To, co w tej powieści zasługuje, moim zdaniem, na szóstkę to fantastyczny, lokalny koloryt. Akcja książki nie dzieje się w metropolii takiej jak Madryt czy Wiedeń, ale w spokojnym miasteczku, gdzie wszyscy się znają. Właśnie te okoliczności pozwoliły pisarce na stworzenie niezwykłych bohaterów, których możemy spotkać w naszym, codziennym życiu.
Poza tym , Neule Neuhaus buduje od pierwszej strony powieści taki klimat, że żaden z czytelników nie będzie mógł odłożyć tej kilkuset stronicowej książki ani na chwilę. Uważam, że "Dzień matki" jest typowym kryminałem. Podczas czytania tego tytułu wciąż zadajemy sobie pytanie: "Kto jest mordercą?"
Morderstwo zostało popełnione, ale inspektor Pia Sander, jak zwykle odkrywa podczas śledztwa coraz to nowe szczegóły, które okazują się zatrważające - otóż ciało Theo Reifenratha, zostaje znalezione martwe w jego wielkim domu.

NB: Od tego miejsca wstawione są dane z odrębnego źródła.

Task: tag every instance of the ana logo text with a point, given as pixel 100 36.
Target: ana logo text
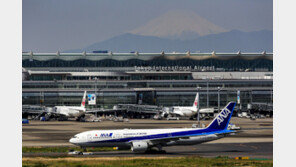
pixel 223 115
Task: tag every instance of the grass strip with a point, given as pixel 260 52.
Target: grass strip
pixel 143 161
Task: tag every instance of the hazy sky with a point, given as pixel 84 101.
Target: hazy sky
pixel 51 25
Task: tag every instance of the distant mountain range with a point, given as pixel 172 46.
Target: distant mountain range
pixel 178 24
pixel 231 41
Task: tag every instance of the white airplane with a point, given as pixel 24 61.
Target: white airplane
pixel 71 111
pixel 142 140
pixel 186 111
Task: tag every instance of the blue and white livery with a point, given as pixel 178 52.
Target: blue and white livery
pixel 141 140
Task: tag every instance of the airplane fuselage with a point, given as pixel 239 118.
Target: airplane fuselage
pixel 122 138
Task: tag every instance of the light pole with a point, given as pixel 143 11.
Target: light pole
pixel 207 93
pixel 219 88
pixel 96 79
pixel 197 107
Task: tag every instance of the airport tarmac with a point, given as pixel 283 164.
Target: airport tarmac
pixel 255 139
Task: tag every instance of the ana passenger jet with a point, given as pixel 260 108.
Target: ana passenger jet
pixel 142 140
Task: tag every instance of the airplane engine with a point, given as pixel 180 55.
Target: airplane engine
pixel 139 146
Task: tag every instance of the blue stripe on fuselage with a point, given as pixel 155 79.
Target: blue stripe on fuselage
pixel 198 132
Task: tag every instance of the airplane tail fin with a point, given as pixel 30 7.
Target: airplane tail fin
pixel 196 100
pixel 83 100
pixel 222 119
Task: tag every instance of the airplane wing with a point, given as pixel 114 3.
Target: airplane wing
pixel 176 138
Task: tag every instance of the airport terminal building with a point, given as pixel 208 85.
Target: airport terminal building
pixel 163 79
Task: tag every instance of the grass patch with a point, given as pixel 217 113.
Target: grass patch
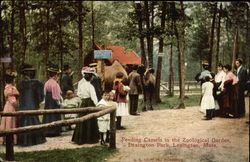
pixel 173 102
pixel 92 154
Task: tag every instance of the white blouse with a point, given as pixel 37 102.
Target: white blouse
pixel 220 77
pixel 86 90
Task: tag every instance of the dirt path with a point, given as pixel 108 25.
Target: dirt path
pixel 153 137
pixel 144 138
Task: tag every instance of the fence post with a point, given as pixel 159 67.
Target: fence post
pixel 112 143
pixel 9 147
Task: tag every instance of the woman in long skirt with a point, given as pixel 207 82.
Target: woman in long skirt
pixel 230 94
pixel 11 95
pixel 87 131
pixel 31 95
pixel 52 97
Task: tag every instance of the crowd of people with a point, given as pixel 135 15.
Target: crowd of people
pixel 223 93
pixel 29 93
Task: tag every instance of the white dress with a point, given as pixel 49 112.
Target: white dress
pixel 103 121
pixel 207 101
pixel 219 77
pixel 122 107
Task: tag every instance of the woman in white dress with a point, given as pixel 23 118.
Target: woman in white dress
pixel 121 92
pixel 207 101
pixel 219 85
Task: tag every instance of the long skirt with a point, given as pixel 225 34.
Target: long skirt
pixel 50 103
pixel 122 109
pixel 31 138
pixel 8 122
pixel 87 131
pixel 230 100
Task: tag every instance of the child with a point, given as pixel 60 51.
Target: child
pixel 104 121
pixel 70 101
pixel 121 92
pixel 207 102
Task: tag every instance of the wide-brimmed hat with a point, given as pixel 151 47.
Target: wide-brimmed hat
pixel 53 68
pixel 66 67
pixel 27 67
pixel 87 69
pixel 205 62
pixel 92 65
pixel 11 73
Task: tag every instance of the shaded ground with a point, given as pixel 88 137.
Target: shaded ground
pixel 180 124
pixel 153 135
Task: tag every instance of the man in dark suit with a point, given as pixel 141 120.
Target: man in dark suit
pixel 66 82
pixel 242 78
pixel 135 85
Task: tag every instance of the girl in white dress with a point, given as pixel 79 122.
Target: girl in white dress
pixel 207 101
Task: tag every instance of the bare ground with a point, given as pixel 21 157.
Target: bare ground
pixel 150 137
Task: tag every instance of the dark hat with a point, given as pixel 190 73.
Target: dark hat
pixel 53 68
pixel 27 67
pixel 11 73
pixel 205 62
pixel 66 67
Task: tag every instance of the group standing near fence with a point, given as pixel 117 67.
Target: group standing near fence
pixel 223 93
pixel 29 93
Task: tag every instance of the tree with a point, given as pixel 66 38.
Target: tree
pixel 180 36
pixel 80 32
pixel 139 12
pixel 23 31
pixel 211 38
pixel 217 60
pixel 149 36
pixel 159 64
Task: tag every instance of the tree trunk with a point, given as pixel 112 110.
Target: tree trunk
pixel 236 48
pixel 159 64
pixel 93 24
pixel 180 35
pixel 211 38
pixel 140 29
pixel 60 42
pixel 47 43
pixel 80 37
pixel 149 47
pixel 152 34
pixel 171 73
pixel 1 55
pixel 22 29
pixel 12 24
pixel 217 58
pixel 247 39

Nie wiadomo, czy został zamordowany. Tylko przez przypadek odnalezione zostają ludzkie kości w ogrodzie. Pia Sander i Oliver von Bodenstein rozpoczynając śledztwo podejrzewają, że Theo zamordował kilka kobiet, a następnie zakopał je pod psią hodowlą, gdzie zostają odkryte zakopane ludzkie kości...
Reifenrath żył w odosobnieniu, ponieważ jego żona Rita odebrała sobie życie dwadzieścia lat wcześniej. Nikt nie chce wierzyć, że był seryjnym mordercą...

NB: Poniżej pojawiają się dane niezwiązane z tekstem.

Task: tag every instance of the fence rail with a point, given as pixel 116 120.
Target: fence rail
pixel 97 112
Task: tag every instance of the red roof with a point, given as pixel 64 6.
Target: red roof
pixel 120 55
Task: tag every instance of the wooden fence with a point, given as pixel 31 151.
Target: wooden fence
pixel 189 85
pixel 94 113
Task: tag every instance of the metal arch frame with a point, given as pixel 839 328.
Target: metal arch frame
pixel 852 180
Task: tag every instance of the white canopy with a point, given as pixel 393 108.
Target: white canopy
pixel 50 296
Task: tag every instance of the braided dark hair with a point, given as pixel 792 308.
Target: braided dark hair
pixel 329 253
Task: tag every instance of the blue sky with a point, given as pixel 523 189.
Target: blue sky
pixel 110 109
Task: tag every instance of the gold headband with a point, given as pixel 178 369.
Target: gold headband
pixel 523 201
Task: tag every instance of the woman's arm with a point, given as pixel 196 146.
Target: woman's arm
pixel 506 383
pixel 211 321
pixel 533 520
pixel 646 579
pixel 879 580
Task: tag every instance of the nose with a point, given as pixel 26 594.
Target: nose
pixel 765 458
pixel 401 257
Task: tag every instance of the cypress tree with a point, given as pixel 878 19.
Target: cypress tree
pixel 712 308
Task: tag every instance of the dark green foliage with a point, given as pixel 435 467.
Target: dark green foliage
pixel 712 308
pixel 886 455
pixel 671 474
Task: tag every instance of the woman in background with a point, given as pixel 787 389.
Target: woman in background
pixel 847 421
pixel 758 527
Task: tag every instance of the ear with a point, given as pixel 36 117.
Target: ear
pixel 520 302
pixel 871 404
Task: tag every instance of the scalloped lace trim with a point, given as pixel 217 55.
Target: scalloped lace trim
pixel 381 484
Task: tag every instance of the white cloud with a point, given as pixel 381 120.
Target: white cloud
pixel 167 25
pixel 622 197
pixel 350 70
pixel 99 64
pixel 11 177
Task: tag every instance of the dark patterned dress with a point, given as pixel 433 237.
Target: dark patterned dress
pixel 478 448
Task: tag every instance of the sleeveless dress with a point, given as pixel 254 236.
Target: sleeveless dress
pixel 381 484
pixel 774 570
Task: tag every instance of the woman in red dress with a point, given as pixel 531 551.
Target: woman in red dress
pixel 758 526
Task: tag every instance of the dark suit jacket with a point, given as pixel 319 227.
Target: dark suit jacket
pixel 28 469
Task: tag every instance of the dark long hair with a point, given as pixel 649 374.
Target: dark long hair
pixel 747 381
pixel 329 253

Tytuł polecam zdecydowanie starszym, gimnazjalnym czytelnikom.
Ocena: 9/10 Magda
Książkę można wypożyczyć z naszej, szkolnej biblioteki.
Lubię kryminały, chociaż ostatnio zaniedbałem ten gatunek na rzecz książek historycznych. Zachęciłaś mnie tym opisem i chyba się nawet skuszę na tę lekturę.